Myy teacher converted $F: (A \wedge \neg B) \vee (B \wedge D)$ to CNF form of $(A \vee B) \wedge (\neg B \vee D)$. How does that go? Is there a way of converting it without drawing the truth tables?
On
I think there is a simpler way than the accepted answer:
$$\begin{equation} \begin{aligned}A\neg B \vee BD \equiv & (A \vee B)(A \vee D)(\neg B \vee B)(\neg B \vee D) \text{ Distributivity} \\ \equiv & (A \vee B)(A \vee D) 1 (\neg B \vee D) \text{ Tertium non datur} \\ \equiv & (A \vee B)(A \vee D)(\neg B \vee D) \text{ Neutral element of $\wedge$} \\ \equiv & (A \vee B)(\neg B \vee D) \text{ middle term is redundant*} \end{aligned}\end{equation} $$
* $A\vee D$ is only false if both A and D are false but then the whole term is false anyway because it reduces to $(B)(A \vee D)(\neg B)$.
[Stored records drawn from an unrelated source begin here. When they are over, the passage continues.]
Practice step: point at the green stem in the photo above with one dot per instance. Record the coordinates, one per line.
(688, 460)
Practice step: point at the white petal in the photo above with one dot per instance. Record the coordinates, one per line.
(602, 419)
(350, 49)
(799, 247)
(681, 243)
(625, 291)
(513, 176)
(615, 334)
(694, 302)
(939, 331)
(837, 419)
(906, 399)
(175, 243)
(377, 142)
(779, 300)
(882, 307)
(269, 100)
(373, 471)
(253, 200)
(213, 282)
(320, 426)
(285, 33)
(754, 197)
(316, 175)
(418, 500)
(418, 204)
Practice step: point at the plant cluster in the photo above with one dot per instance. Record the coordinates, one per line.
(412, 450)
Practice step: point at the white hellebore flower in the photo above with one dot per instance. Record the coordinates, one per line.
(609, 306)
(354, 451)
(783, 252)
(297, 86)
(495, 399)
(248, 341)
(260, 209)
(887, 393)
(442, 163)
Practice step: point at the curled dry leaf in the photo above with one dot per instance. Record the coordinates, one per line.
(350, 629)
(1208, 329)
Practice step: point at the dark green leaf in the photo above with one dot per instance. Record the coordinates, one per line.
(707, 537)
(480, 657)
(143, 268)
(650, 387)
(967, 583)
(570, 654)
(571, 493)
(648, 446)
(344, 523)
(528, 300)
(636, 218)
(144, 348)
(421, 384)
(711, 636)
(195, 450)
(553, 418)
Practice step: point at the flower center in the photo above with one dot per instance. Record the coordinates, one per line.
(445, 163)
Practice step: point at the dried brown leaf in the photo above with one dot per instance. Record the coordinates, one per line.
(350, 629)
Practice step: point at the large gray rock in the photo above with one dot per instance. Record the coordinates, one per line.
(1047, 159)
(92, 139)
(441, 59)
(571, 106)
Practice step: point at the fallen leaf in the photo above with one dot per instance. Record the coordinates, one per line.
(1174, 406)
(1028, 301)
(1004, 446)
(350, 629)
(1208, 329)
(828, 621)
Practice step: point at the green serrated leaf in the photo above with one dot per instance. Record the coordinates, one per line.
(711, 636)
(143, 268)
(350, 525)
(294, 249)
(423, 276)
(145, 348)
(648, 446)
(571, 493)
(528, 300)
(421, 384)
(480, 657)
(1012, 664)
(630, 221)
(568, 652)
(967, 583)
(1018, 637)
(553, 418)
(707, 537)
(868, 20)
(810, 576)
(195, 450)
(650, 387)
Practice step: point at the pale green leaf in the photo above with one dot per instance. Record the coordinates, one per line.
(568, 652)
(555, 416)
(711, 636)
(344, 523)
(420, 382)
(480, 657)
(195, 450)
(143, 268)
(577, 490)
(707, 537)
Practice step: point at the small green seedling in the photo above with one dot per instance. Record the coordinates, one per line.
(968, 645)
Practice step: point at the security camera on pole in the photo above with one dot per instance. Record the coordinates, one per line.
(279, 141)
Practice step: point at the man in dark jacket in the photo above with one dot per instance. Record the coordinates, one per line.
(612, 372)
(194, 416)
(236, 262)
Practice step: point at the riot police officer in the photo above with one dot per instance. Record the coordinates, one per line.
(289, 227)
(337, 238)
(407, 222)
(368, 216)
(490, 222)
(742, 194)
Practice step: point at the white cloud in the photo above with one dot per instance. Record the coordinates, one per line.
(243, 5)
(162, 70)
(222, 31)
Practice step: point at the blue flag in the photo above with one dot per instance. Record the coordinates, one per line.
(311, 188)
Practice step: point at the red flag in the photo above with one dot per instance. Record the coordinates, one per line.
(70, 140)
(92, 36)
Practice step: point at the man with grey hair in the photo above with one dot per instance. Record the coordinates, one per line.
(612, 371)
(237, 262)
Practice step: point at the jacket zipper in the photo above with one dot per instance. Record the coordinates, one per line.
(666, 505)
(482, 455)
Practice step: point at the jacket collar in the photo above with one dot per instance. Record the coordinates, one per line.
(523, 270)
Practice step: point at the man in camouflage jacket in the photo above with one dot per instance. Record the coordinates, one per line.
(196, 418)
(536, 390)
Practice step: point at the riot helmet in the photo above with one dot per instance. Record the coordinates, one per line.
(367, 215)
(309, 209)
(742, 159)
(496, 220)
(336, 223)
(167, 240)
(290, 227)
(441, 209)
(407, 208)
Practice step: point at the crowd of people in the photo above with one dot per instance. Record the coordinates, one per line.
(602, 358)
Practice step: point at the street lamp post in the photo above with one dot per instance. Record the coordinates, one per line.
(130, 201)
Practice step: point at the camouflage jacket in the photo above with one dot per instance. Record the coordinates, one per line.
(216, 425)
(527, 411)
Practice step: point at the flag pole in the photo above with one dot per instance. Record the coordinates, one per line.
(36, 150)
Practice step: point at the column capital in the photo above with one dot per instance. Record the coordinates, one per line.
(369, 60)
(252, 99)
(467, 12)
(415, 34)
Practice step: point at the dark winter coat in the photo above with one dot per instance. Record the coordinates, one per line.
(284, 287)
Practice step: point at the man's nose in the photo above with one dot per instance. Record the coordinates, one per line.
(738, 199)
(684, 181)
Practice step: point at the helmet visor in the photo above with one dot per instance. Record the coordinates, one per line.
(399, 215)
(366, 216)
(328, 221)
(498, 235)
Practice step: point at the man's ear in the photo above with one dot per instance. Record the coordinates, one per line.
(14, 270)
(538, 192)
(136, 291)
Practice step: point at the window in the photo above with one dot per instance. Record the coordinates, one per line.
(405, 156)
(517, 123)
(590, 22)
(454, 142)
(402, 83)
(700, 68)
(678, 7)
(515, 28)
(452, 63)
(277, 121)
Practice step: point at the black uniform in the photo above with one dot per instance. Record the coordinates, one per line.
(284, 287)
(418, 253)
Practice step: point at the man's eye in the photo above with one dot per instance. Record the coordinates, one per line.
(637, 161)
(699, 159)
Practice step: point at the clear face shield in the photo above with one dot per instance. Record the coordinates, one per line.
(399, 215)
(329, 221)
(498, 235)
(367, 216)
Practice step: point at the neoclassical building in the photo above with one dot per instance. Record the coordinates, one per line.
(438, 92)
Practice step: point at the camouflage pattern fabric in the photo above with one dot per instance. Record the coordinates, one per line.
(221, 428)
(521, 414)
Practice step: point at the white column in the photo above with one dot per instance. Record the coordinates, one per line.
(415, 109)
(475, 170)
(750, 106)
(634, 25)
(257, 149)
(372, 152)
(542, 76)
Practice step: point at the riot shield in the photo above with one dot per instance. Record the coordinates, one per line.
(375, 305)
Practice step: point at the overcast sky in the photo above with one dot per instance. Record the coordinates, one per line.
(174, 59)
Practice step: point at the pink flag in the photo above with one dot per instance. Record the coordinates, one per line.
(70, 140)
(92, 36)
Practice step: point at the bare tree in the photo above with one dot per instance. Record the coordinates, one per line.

De Morgan's Law states $ \neg(a + b) \equiv \neg a\neg b $ and $\neg(ab) \equiv \neg a + \neg b$. $$\begin{equation} \begin{aligned}A\neg B + BD \equiv & \neg(\neg(A\neg B)\neg(BD)) \text{ De Morgan's outside} \\ \equiv & \neg((\neg A + B)(\neg B + \neg D)) \text{ De Morgan's inside} \\ \equiv & \neg(\neg A \neg B + \neg A \neg D + B \neg D) \text{ Distributivity} \\ \equiv & \neg(\neg A \neg B + \neg A \neg D (\neg B + B) + B \neg D) \text{ Complementation} \\ \equiv & \neg(\neg A \neg B + \neg A \neg D \neg B + \neg A \neg D B + B \neg D) \text{ Distributivity} \\ \equiv & \neg(\neg A \neg B(1 + \neg D) + B \neg D (1 + \neg A)) \text{ Distributivity} \\ \equiv & \neg(\neg A \neg B + B \neg D) \text{ Annihilator} \\ \equiv & (A + B)(\neg B + D) \text{ De Morgan's outside}\end{aligned}\end{equation} $$
You might also want to look into K-maps.